In a preferred embodiment, the at least one halide is used in excess with respect to the equivalents of the compound of formula (IV), more preferably in an amount from 1.00 to 2.00 equivalents with respect to the equivalents of the compound of formula (IV), even more preferably in an amount from 1.05 to 1.9 equivalents with respect to the equivalents of the compound of formula (IV), even more preferably in an amount from 1.10 to 1.8 equivalents with respect to the equivalents of the compound of formula (IV). Preferably, in said embodiment, the excess halide is removed at the end of the reaction with the compound of formula (IV). In a further particularly preferred embodiment, the at least one halide is used in defect with respect to the equivalents of the compound of formula (IV), more preferably in an amount from 0.10 to 0.95 equivalents with respect to the equivalents of the compound of formula (IV), even more preferably in an amount from 0.40 to 0.80 equivalents with respect to the equivalents of the compound of formula (IV). Preferably, in step a. of the process according to the present invention the at least one sodium alkoxide is selected from the group consisting of sodium tert-butoxide, sodium methoxide, sodium ethoxide, and sodium tert-pentoxide.
Preferably, in step a. of the process according to the present invention, the at least one aprotic organic solvent is dimethylsulfoxide or a mixture of solvents comprising dimethylsulfoxide and at least another solvent selected from the group consisting of: tetrahydrofuran, dimethylformamide, dimethylacetamide, N-methylpyrrolidone,
methanol, ethanol, n- propanol, isopropanol, n-butanol, isobutanol, and ethylene glycol.

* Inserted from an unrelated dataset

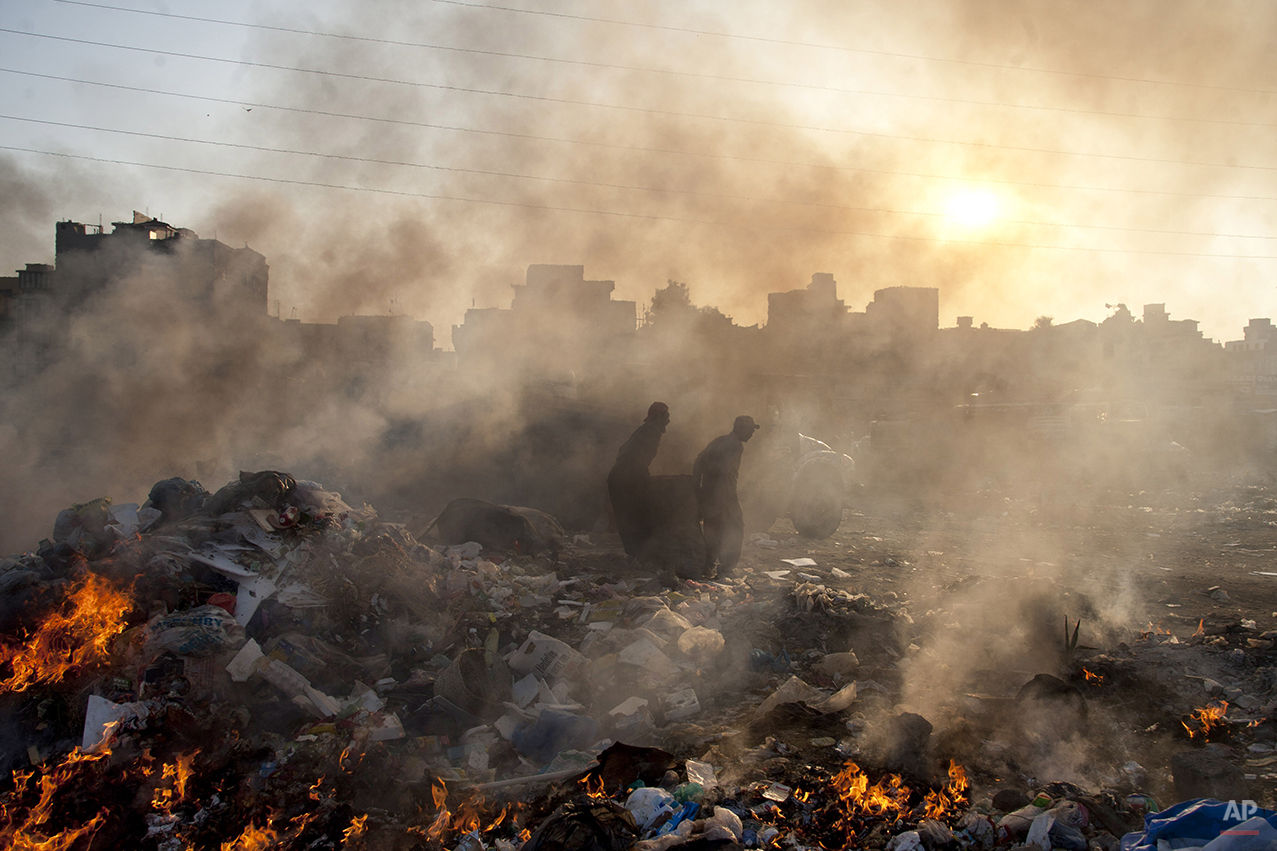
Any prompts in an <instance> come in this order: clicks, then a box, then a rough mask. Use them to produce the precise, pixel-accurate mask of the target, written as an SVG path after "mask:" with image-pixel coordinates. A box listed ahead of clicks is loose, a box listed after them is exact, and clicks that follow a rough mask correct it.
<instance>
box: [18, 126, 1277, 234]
mask: <svg viewBox="0 0 1277 851" xmlns="http://www.w3.org/2000/svg"><path fill="white" fill-rule="evenodd" d="M0 119H4V120H9V121H24V123H28V124H42V125H46V127H61V128H70V129H77V130H92V132H96V133H114V134H117V135H132V137H137V138H144V139H162V141H167V142H184V143H190V144H208V146H215V147H223V148H238V150H244V151H258V152H263V153H283V155H290V156H305V157H318V158H326V160H342V161H346V162H364V164H369V165H388V166H401V167H410V169H430V170H434V171H451V173H457V174H475V175H485V176H494V178H516V179H520V180H540V181H545V183H567V184H575V185H581V187H595V188H600V189H626V190H631V192H649V193H658V194H677V195H691V197H696V198H714V199H720V201H747V202H755V203H757V202H762V203H775V204H790V206H796V207H816V208H821V210H836V211H843V212H877V213H891V215H896V216H926V217H932V218H950V217H951V216H949V215H948V213H941V212H930V211H918V210H894V208H890V207H854V206H849V204H831V203H820V202H811V201H789V199H785V198H769V197H757V195H737V194H728V193H713V192H696V190H691V189H667V188H661V187H642V185H635V184H621V183H599V181H594V180H578V179H572V178H548V176H540V175H527V174H518V173H513V171H494V170H488V169H465V167H460V166H442V165H434V164H425V162H406V161H400V160H379V158H375V157H358V156H351V155H345V153H324V152H319V151H300V150H296V148H272V147H266V146H259V144H246V143H241V142H220V141H216V139H197V138H192V137H181V135H169V134H163V133H143V132H140V130H121V129H116V128H106V127H93V125H88V124H72V123H68V121H52V120H49V119H36V118H24V116H18V115H0ZM996 221H999V222H1002V224H1008V225H1031V226H1034V227H1073V229H1087V230H1110V231H1124V233H1138V234H1165V235H1172V236H1208V238H1227V239H1277V236H1266V235H1262V234H1225V233H1207V231H1195V230H1162V229H1154V227H1122V226H1117V225H1091V224H1070V222H1059V221H1033V220H1024V218H997V220H996Z"/></svg>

Preferably, said mixture of solvents is a binary mixture consisting of dimethylsulfoxide and at least one further solvent selected from the group consisting of: tetrahydrofuran, dimethylformamide, dimethylacetamide, N-methylpyrrolidone, methanol, ethanol, n- propanol, isopropanol, n-butanol, isobutanol, and ethylene glycol.
Preferably, said mixture of solvents is a binary mixture consisting of dimethylsulfoxide and at least one further solvent selected from the group consisting of: tetrahydrofuran, dimethylformamide, dimethylacetamide, N-methylpyrrolidone, wherein dimethylsulfoxide is present in an amount from 16% to 96 % by volume, more preferably from 54% to 87% by volume.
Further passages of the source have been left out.